The `SeleniumURLLoader` class might operate slower than other loaders because it initializes a browser instance for each URL to render pages, especially those that require JavaScript accurately.

>💡This approach will not work in a Google Colab notebook without further configuration, which is outside the scope of this book. Instead, try running the code directly using the Python interpreter.

## Loading Data from Google Drive

The LangChain `GoogleDriveLoader` class can import data directly from Google Drive. It can retrieve data from a list of Google Docs document IDs or a single folder ID on Google Drive.

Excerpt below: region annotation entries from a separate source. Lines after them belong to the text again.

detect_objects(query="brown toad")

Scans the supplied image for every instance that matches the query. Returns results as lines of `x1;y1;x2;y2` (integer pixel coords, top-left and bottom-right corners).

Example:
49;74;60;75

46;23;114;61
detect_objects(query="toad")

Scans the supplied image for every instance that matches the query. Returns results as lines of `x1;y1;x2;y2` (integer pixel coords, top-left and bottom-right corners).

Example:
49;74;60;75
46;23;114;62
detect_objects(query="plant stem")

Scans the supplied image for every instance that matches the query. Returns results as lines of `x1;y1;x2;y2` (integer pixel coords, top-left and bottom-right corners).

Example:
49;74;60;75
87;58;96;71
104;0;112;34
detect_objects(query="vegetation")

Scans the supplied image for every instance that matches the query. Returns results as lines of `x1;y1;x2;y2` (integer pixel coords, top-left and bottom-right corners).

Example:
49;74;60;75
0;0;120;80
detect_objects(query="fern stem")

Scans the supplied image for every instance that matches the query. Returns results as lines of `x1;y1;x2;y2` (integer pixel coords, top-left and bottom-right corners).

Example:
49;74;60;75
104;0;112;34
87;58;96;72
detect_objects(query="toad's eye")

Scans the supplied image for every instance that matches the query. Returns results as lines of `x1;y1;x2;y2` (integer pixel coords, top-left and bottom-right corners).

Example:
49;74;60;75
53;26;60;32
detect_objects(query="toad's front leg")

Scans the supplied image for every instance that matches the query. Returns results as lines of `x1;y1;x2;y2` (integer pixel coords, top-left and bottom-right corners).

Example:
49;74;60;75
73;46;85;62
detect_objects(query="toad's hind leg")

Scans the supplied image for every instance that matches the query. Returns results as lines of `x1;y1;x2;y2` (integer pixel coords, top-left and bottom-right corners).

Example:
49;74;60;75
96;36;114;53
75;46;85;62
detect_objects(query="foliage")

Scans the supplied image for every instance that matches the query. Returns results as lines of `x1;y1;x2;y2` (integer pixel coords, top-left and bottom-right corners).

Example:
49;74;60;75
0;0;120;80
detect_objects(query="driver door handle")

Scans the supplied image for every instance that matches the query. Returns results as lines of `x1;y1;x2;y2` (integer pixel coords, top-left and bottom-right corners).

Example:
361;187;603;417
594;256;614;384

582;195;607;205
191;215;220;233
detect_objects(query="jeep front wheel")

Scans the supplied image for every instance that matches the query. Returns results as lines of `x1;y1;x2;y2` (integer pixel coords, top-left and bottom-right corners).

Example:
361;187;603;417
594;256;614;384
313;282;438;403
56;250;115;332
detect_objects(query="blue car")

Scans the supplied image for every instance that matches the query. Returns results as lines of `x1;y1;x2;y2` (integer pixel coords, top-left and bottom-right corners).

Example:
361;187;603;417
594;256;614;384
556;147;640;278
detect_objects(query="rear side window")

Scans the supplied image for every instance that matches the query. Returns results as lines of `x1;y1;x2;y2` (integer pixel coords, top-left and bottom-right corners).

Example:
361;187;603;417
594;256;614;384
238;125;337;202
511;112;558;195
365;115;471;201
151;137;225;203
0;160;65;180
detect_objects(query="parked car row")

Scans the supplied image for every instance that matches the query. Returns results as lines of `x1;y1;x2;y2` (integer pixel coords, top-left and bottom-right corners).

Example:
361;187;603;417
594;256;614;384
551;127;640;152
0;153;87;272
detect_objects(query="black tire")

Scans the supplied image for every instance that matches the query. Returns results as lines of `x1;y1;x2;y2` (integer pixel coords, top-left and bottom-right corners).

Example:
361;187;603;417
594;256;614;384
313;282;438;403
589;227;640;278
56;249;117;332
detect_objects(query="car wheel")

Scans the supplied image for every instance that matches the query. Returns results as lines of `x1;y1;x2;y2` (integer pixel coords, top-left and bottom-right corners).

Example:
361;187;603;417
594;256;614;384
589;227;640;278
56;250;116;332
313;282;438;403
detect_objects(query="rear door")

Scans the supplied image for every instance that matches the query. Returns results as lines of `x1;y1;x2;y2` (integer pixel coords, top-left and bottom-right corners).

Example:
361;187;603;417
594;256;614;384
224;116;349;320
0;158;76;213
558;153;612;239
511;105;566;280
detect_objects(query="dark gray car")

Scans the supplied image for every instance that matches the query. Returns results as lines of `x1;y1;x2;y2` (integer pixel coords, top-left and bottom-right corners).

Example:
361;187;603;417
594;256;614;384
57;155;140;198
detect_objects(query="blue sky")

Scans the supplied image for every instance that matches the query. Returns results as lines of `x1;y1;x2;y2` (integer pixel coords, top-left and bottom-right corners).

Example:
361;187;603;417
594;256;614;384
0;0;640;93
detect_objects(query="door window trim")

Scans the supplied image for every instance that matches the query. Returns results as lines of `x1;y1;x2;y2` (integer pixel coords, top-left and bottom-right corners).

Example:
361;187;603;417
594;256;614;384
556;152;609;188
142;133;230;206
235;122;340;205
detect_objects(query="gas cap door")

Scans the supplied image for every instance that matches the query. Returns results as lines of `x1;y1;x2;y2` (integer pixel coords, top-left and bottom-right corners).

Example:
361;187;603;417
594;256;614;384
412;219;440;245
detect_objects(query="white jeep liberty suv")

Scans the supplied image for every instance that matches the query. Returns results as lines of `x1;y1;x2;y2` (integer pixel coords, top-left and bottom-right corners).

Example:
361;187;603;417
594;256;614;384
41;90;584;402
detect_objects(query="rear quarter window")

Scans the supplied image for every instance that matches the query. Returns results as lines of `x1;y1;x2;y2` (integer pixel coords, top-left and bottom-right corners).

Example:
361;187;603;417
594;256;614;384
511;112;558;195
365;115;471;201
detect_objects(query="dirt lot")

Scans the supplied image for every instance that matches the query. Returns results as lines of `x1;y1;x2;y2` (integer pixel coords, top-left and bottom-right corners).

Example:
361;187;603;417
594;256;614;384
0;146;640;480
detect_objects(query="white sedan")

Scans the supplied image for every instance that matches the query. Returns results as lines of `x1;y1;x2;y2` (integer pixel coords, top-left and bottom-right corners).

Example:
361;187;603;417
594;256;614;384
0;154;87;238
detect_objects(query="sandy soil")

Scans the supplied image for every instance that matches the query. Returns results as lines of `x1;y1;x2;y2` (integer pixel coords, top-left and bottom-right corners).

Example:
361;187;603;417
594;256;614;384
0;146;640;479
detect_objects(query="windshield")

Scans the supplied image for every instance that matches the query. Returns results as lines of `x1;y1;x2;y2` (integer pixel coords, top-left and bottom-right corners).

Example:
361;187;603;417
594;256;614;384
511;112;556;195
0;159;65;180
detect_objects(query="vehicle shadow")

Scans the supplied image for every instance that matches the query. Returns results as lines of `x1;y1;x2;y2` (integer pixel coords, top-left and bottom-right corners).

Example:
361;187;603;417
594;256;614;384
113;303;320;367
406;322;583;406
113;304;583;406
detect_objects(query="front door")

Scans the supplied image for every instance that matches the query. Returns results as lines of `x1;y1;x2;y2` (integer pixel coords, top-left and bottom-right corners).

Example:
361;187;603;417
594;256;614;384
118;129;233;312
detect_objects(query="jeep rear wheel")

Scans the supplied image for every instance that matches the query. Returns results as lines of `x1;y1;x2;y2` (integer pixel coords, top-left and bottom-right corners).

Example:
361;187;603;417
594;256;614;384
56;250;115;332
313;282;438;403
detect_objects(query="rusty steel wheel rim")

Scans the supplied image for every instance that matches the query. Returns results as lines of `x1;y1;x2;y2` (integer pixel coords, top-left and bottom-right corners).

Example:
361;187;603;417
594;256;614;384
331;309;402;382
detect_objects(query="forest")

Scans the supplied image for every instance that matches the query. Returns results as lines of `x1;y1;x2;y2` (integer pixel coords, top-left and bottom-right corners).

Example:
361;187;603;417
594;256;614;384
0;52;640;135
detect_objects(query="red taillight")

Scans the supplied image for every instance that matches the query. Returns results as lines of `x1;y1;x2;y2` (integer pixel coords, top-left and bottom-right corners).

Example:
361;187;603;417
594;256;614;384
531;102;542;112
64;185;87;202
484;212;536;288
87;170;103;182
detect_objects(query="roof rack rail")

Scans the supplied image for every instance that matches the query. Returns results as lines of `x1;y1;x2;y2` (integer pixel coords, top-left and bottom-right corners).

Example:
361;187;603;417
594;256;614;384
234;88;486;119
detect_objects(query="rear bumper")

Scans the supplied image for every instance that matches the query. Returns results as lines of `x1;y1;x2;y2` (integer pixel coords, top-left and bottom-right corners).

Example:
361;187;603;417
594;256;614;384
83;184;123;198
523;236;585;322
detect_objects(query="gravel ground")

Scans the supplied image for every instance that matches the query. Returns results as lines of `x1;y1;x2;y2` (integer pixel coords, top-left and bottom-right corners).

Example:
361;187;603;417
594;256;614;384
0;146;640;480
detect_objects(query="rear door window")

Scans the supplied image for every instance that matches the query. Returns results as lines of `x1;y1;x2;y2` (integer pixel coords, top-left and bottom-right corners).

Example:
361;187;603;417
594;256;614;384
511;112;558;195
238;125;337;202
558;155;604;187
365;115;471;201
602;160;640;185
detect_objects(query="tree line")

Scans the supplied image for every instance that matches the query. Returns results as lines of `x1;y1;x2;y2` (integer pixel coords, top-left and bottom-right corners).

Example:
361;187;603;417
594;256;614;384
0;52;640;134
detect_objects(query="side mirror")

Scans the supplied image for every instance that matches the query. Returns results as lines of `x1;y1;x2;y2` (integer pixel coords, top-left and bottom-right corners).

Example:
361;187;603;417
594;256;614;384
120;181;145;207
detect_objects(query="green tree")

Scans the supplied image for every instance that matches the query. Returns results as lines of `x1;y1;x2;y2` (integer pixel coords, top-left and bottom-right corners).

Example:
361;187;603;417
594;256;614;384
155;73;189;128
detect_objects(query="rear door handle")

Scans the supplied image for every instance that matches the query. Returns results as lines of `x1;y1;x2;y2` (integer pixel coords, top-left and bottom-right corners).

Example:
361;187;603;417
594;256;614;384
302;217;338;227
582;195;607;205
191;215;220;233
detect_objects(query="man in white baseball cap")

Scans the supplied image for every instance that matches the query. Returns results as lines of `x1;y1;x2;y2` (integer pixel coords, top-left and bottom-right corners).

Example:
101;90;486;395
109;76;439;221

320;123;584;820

To use the `GoogleDriveLoader`, you need to set up the necessary credentials and tokens. The loader typically looks for the credentials.json file in the ***~/.credentials/credentials.json*** directory. You can specify a different path using the `credentials_file` keyword argument. For the token, the ***token.json*** file is created automatically on the loader’s first use and follows a similar path convention.

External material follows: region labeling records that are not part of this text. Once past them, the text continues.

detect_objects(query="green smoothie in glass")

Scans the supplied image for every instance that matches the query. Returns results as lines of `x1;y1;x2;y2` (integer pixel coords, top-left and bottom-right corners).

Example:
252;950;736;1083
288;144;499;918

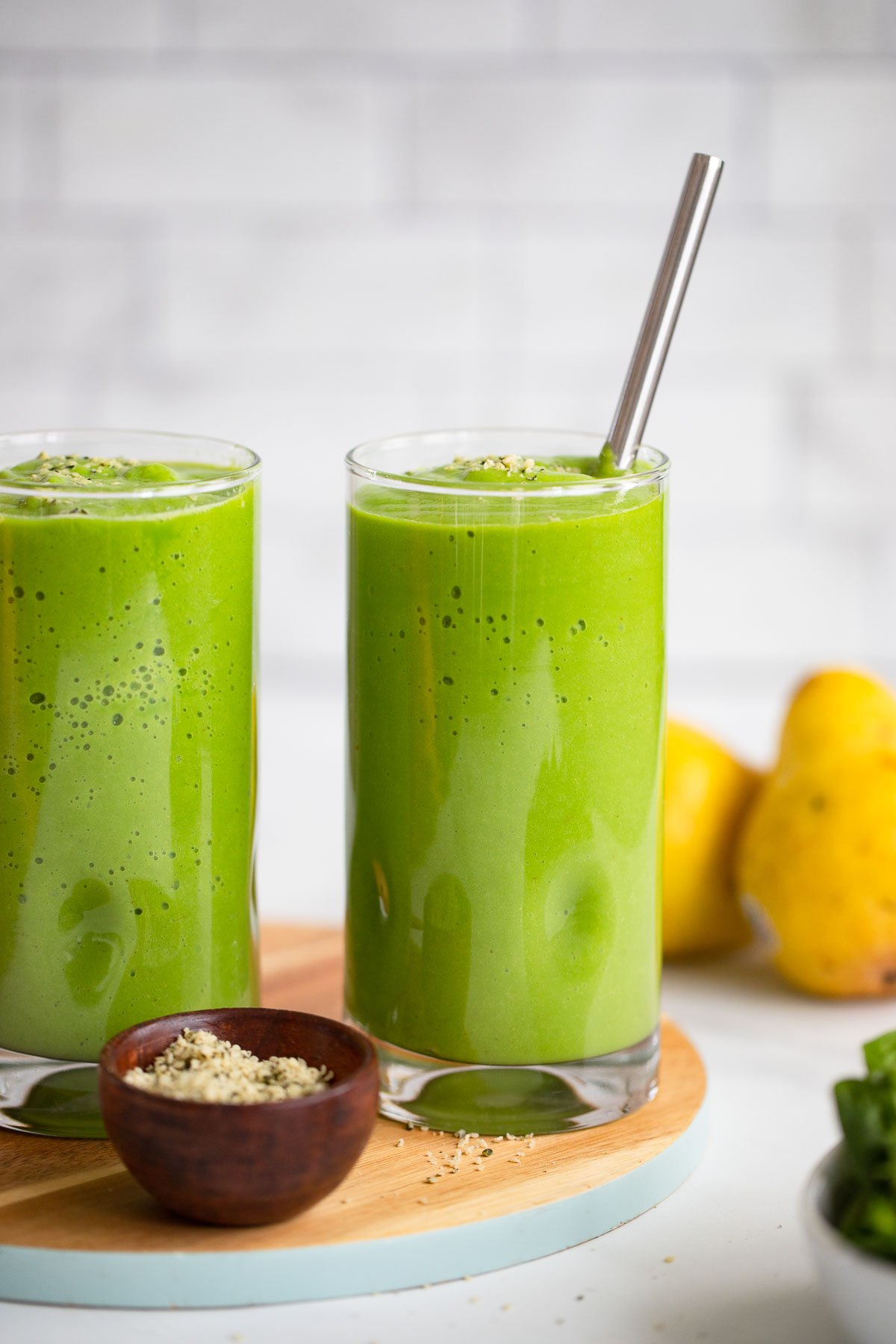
0;432;258;1107
346;432;666;1132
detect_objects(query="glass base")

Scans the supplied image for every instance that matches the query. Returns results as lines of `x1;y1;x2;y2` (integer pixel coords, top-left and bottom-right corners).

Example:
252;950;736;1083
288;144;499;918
0;1050;106;1139
348;1018;659;1136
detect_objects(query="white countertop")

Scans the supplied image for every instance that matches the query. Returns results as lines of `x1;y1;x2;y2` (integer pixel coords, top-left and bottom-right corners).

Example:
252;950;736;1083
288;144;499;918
0;958;896;1344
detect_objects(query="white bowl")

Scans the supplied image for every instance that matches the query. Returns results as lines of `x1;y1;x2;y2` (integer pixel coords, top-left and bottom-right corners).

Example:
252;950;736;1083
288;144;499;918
802;1144;896;1344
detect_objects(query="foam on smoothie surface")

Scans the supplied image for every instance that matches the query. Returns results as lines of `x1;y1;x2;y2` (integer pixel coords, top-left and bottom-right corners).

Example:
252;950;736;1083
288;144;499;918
0;453;232;514
407;447;628;487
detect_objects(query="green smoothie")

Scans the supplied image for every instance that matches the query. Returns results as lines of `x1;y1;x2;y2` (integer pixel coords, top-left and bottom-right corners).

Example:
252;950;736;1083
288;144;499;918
346;455;665;1065
0;454;257;1060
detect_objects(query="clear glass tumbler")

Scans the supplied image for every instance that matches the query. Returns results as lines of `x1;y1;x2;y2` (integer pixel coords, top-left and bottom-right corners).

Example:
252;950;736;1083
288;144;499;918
0;430;261;1136
345;430;668;1134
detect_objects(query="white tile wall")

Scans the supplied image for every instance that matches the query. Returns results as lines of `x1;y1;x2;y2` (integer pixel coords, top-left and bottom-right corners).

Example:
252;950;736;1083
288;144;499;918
0;0;896;915
57;71;402;205
196;0;520;55
558;0;879;57
412;75;747;208
768;68;896;215
0;0;158;51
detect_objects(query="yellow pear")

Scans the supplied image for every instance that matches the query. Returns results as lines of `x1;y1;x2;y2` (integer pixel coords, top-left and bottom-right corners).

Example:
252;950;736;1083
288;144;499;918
662;719;759;957
738;671;896;996
778;668;896;769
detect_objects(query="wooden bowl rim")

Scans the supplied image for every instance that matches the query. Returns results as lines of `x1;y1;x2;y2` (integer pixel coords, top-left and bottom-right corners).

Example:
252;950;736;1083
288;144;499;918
97;1008;379;1116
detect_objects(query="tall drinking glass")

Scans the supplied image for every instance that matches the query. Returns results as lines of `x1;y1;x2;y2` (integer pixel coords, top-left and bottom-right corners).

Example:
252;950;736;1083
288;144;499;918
345;430;668;1134
0;430;259;1134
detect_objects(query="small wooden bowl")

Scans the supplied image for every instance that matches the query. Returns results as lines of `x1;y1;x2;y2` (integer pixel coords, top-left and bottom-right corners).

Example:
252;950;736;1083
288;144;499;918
98;1008;379;1226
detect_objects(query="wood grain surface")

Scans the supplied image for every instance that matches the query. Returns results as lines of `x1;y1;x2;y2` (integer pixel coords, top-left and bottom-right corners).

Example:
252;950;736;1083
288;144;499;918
0;924;706;1251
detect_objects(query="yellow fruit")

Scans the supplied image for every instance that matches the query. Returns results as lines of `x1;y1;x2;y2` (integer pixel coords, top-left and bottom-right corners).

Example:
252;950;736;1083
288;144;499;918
738;749;896;996
778;668;896;769
738;669;896;996
662;721;759;957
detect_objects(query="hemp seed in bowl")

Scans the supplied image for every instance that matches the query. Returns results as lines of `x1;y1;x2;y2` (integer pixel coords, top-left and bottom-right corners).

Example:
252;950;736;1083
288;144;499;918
124;1027;333;1106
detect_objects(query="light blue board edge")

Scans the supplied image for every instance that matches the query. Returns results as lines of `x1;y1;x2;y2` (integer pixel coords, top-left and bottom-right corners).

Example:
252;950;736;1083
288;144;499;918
0;1099;708;1307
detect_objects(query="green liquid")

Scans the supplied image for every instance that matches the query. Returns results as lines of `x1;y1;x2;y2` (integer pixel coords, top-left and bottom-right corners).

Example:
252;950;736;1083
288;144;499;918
346;461;665;1065
0;458;258;1060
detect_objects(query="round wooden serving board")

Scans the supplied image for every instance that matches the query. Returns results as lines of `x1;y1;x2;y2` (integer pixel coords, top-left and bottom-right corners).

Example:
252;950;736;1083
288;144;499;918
0;926;706;1307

To set up the ***credentials_file***, follow these steps:

1.  Create or select a Google Cloud Platform project by visiting the Google Cloud Console. Make sure billing is enabled for the project.
2.  Activate the Google Drive API from the Google Cloud Console dashboard and click “Enable”.
3.  Follow the steps to set up a service account via the Service Accounts page in the Google Cloud Console.
4.  Assign the necessary roles to the service account. Roles like “Google Drive API - Drive File Access” and “Google Drive API - Drive Metadata Read/Write Access” might be required, depending on your specific use case.
5.  Navigate to the “Actions” menu next to it, select “Manage keys,” then click “Add Key” and choose “JSON” as the key type. This will generate a JSON key file and download it to your computer, which will be used as your credentials_file.
6.  Retrieve the folder or document ID identified at the end of the URL like this:
    
    – Folder: https://drive.google.com/drive/u/0/folders/{folder_id}
    
    – Document: https://docs.google.com/document/d/{document_id}/edit
    
7.  Import the `GoogleDriveLoader` class:

In [None]:
from langchain.document_loaders import GoogleDriveLoader

8. Instantiate `GoogleDriveLoader`:

In [None]:
loader = GoogleDriveLoader(
    folder_id="your_folder_id",
    recursive=False
)

9. Load the documents:

In [None]:
docs = loader.load()

It is important to note that currently, only Google Docs are supported.